Russia canceled its first ruble bond auction in three months after borrowing costs surged to the highest level in more than two months yesterday as the U.S. and EU weighed sanctions.
The Finance Ministry said it pulled tomorrow’s sale, citing “unfavorable market conditions” in a statement on its website today. The yield on Russia’s ruble debt due February 2027 fell nine basis points to 9.14 percent as of 2:31 p.m. in Moscow after jumping 19 basis points yesterday.
Local borrowing costs are set to rise the most in more than a year this month. Already sanctioned for his decision to annex Crimea in March, President Vladimir Putin faces the prospect of further penalties after the U.S. indicated that it believes the Russian military supplied the missile that downed a Malaysian passenger jet last week. Putin counters that his opponents are using the incident for “selfish political gains.”

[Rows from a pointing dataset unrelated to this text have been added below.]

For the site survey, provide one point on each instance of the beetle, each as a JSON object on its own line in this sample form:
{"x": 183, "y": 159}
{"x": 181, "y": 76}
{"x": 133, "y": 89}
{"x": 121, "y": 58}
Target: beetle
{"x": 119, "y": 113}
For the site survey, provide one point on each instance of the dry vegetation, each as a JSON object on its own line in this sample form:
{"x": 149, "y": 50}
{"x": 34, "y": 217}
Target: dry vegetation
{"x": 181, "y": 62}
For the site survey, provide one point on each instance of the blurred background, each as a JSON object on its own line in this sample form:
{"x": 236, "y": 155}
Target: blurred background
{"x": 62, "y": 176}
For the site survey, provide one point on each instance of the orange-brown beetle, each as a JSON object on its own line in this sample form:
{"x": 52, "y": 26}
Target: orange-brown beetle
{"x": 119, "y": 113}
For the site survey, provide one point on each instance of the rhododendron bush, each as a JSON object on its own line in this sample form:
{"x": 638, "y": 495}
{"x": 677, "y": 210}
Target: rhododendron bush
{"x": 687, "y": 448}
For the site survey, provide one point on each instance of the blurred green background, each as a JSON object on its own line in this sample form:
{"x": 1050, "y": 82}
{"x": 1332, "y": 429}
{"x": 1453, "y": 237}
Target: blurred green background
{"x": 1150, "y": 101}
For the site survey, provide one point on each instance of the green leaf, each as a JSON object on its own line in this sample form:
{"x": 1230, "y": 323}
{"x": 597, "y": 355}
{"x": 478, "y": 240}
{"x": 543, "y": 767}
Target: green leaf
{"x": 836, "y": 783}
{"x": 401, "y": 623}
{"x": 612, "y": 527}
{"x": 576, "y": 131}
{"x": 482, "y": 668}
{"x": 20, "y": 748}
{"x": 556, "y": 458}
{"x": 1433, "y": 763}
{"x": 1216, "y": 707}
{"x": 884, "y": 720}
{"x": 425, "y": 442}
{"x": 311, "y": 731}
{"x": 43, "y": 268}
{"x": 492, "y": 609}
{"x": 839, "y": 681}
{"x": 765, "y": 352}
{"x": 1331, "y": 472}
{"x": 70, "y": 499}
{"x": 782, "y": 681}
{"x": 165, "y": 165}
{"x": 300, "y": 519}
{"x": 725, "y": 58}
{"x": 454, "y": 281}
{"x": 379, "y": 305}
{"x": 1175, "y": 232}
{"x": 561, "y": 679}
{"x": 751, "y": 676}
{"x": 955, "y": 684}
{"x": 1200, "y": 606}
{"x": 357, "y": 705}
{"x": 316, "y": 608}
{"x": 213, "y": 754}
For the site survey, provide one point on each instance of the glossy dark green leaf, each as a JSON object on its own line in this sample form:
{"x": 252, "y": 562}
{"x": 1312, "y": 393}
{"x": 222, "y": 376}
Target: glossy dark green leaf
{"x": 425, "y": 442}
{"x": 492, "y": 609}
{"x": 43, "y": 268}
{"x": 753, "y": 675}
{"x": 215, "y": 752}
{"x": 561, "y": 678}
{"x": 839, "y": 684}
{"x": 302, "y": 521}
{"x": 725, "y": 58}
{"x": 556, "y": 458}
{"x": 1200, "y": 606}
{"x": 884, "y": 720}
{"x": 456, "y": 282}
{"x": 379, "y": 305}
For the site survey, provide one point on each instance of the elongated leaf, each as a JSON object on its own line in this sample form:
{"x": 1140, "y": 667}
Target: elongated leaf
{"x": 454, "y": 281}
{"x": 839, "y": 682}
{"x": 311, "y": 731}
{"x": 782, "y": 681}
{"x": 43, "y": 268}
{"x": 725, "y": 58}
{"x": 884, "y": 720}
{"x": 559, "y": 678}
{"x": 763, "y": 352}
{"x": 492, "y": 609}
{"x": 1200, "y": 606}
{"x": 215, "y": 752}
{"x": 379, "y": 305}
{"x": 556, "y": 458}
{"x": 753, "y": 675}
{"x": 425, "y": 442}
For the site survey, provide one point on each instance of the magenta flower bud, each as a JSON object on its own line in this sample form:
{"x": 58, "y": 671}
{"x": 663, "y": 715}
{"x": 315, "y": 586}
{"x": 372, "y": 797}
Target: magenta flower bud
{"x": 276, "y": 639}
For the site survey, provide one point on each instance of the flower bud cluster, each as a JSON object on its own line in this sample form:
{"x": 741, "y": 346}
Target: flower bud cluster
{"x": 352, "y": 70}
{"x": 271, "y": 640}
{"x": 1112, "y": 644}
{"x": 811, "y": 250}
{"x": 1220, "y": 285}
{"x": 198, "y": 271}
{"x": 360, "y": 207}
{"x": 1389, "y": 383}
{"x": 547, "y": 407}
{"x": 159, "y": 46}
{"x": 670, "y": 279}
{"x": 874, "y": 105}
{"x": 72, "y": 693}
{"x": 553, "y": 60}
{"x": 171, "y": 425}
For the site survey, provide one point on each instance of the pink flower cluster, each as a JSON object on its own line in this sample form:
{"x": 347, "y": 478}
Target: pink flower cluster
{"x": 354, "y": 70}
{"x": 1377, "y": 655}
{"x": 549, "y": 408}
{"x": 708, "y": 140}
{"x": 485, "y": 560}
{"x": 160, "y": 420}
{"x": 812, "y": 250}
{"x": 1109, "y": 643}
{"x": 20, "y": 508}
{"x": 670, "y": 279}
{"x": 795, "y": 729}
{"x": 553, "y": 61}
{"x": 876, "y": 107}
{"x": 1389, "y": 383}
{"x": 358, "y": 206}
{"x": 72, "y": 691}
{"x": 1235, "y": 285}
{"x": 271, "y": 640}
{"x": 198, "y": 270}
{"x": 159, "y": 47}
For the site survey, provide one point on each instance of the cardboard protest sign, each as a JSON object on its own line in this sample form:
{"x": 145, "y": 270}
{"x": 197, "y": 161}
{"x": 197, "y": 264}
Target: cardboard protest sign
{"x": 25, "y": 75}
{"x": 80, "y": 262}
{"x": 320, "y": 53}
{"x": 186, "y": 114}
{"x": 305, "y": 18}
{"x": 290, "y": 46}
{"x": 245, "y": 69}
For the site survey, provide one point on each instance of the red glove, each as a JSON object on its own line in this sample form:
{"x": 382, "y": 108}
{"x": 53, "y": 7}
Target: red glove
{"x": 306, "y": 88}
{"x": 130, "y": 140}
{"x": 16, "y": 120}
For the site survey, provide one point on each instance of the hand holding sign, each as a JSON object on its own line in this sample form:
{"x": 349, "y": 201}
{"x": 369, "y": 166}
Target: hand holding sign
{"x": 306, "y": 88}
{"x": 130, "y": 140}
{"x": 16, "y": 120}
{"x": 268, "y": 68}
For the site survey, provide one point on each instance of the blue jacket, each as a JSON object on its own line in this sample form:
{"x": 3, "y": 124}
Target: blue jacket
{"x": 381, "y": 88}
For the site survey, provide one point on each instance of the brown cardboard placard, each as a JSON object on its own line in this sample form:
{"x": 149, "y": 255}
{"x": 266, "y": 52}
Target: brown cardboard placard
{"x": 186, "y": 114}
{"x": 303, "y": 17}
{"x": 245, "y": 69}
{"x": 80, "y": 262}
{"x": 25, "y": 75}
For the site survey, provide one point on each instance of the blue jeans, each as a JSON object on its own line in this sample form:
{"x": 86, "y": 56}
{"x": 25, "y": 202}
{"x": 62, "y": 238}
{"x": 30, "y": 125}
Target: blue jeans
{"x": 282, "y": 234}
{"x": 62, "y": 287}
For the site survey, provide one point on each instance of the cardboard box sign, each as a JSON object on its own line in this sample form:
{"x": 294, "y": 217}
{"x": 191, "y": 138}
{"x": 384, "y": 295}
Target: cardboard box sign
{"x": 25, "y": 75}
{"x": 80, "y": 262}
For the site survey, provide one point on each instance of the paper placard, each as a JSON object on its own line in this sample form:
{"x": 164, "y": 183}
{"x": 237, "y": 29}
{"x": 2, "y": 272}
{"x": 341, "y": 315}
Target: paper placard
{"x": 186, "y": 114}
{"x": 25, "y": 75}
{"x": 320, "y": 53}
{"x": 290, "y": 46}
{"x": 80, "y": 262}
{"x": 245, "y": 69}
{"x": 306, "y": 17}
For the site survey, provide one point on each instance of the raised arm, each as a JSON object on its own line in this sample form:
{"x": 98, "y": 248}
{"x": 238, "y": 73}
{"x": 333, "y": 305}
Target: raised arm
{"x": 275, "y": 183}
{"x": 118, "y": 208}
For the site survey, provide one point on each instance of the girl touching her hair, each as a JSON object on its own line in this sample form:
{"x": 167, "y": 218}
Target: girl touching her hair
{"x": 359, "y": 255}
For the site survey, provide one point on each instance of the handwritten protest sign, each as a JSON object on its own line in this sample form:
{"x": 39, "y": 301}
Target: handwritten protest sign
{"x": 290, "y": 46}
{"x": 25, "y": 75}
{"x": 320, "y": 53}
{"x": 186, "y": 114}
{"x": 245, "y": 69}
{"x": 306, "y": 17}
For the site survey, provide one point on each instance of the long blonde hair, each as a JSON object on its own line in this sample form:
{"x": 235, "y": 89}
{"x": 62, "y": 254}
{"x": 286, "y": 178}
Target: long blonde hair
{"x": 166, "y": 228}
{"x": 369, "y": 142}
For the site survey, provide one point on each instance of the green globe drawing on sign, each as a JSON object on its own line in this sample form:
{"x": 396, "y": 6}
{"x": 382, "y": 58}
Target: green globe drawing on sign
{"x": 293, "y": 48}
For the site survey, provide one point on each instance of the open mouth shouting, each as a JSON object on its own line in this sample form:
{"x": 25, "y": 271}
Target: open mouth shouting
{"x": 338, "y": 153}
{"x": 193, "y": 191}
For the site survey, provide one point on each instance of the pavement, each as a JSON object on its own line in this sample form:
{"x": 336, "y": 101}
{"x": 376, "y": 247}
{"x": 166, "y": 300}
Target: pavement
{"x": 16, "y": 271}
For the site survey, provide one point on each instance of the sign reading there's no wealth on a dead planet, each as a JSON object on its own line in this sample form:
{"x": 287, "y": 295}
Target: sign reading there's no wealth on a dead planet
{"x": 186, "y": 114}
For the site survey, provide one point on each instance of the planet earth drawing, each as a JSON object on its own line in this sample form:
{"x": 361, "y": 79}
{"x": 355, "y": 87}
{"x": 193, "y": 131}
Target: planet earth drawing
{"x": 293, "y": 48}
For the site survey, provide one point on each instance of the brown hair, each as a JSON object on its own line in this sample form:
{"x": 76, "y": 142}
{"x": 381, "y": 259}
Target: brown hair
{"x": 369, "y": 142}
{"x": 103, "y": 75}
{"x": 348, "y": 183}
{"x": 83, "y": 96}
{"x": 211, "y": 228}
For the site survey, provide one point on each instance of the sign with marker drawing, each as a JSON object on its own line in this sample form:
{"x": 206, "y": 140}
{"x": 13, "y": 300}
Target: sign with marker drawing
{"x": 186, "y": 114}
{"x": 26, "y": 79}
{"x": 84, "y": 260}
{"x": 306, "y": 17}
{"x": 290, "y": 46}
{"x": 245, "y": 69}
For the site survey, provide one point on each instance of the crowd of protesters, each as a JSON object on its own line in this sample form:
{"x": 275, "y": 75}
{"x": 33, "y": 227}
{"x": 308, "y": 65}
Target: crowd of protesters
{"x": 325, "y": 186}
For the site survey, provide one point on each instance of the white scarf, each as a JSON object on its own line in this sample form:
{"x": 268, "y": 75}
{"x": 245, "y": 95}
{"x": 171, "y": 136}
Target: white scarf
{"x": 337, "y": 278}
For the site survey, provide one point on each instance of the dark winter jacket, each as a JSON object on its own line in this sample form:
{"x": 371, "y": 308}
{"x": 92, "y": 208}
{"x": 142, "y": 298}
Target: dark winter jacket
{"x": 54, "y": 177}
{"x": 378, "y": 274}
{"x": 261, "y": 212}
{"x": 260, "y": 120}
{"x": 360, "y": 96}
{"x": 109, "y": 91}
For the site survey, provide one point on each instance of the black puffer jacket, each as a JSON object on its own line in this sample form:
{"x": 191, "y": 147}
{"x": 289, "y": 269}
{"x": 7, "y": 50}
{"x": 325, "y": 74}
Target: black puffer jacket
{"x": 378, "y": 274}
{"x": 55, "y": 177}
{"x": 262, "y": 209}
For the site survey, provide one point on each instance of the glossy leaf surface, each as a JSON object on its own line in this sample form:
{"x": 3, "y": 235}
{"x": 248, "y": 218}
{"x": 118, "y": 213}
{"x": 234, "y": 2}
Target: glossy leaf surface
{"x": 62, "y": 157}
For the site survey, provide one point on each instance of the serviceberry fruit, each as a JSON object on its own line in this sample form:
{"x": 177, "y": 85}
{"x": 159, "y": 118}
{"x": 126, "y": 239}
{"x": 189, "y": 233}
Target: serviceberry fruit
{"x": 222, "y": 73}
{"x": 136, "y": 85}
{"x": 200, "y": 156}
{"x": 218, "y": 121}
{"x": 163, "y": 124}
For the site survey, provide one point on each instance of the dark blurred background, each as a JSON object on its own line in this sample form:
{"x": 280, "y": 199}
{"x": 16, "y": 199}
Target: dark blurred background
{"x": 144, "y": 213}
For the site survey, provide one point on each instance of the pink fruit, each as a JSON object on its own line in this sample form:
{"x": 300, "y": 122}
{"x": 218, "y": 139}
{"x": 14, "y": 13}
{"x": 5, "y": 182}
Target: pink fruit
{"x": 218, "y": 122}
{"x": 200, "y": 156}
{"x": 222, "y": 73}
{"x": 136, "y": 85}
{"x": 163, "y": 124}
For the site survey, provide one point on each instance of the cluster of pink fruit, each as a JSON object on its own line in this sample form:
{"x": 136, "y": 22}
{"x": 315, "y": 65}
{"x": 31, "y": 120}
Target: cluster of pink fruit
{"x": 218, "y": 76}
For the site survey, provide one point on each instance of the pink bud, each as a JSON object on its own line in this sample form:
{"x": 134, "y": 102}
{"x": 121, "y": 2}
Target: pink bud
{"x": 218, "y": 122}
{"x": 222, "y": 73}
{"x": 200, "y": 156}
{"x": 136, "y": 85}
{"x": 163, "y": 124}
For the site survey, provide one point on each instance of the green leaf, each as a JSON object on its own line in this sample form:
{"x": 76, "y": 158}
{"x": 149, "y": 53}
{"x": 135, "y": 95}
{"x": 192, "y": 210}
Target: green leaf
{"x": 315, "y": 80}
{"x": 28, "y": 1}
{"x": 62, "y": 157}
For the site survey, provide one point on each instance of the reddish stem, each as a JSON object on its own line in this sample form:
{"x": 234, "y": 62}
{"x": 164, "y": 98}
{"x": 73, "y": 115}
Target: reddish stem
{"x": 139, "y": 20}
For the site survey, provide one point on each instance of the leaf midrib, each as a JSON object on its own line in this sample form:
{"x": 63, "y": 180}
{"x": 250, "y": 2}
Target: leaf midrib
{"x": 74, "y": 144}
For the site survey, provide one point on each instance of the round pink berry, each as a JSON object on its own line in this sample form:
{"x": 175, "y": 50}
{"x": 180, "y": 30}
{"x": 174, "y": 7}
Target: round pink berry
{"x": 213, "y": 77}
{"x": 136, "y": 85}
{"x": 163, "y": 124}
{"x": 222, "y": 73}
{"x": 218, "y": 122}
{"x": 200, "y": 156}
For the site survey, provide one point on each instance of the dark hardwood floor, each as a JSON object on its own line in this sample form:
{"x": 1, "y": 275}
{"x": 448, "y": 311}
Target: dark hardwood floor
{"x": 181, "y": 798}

The government won’t sell bonds when prices are too high, Finance Minister Anton Siluanov said April 1. Before today’s decision, government had canceled eight auctions since the start of the year and voided another four more after bidders sought higher yields than the ministry was prepared to offer.
The government has raised 124 billion rubles ($3.5 billion) from selling OFZ bonds since the beginning of the year and has placed 100 billion rubles in untraded GSO bonds with the Pension Fund. Next year the government plans to increase the gross borrowings on the local market to about 1 trillion rubles, Konstantin Vyshkovsky, head of the Finance Ministry’s debt department, said earlier this month.